Physicians speaking at an advanced CSCC session believed that the drug would soon be approved and become the new standard of care. Their biggest concerns were how to manage adverse events, what would be the second-line therapy once patients developed resistance and what the drug could be combined with to improve performance. Nikhil Khushalani, MD, vice-chair of cutaneous oncology at Moffitt Cancer Center, said that a major advantage in treatment of advanced SCC, which generally results from cumulative UV damage, is its high mutational load, which keeps increasing as we age. The higher the mutational burden, the higher the potential response to anti-PD-1 therapies.
Merkel Cell Carcinoma
Though avelumab (Bavencio) was the first checkpoint blocker FDA-approved for advanced MCC, pembrolizumab has been studied for the disease longer and is moving toward FDA approval. At ASCO, lead author Paul Nghiem, MD, University of Washington, presented findings from the expanded phase 2 trial of frontline pembrolizumab. Out of 49 patients, overall response rate (ORR) was 50 percent, 52 percent for those with the MCC polyomavirus. The OS rate at 18 months was 68 percent, versus 30 percent for historical chemotherapy data. Dr. Nghiem noted that these results represented the longest observation to date of patients with advanced MCC receiving frontline anti-PD-1 therapy, and that the study demonstrated durable tumor control, a favorable OS rate and a manageable safety profile.
“With avelumab approved and the success with pembrolizumab and nivolumab (a new trial of adjuvant nivolumab for MCC has had positive early results), the field has been turned on its head,” he said. “Patients can do great regardless of their polyomavirus status. Treatment ends within 24 months, and most patients are doing well after discontinuation, with strikingly better durable response than chemo ever achieved. If patients get past the first year, they have a good chance of staying disease-free. The follow-up isn’t long enough yet, but I say cures are possible.”

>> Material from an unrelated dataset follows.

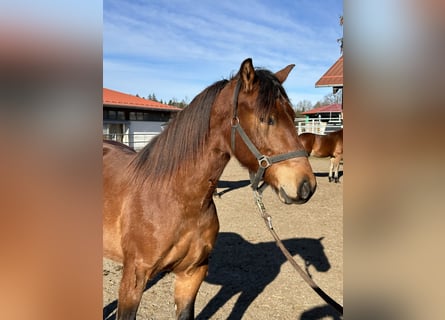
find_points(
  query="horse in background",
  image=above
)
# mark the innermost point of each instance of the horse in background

Suzanne Topalian, MD, director of the Bloomberg/Kimmel Institute for Cancer Immunotherapy, presented results of the multicenter phase 1/2 nivolumab neo-adjuvant trial on patients with advanced, resectable MCC, the first trial ever of an anti-PD-1 therapy as a neoadjuvant for MCC.

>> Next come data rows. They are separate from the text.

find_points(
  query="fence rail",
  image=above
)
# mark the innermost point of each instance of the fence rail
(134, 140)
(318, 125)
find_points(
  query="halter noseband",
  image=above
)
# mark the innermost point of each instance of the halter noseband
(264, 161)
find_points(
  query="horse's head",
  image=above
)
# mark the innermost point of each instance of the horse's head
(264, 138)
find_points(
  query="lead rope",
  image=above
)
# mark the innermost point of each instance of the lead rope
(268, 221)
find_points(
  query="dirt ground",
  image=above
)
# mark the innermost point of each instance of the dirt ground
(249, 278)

Eighty percent of patients reviewed after treatment had tumor regression, and 65 percent had a major pathologic response after surgery, including many CRs. Twelve months after treatment, only two patients had relapsed, and in some, the treatment obviated the need for more extensive surgery. “This needs more testing,” Dr. Topalian concluded, “but the results are very promising.”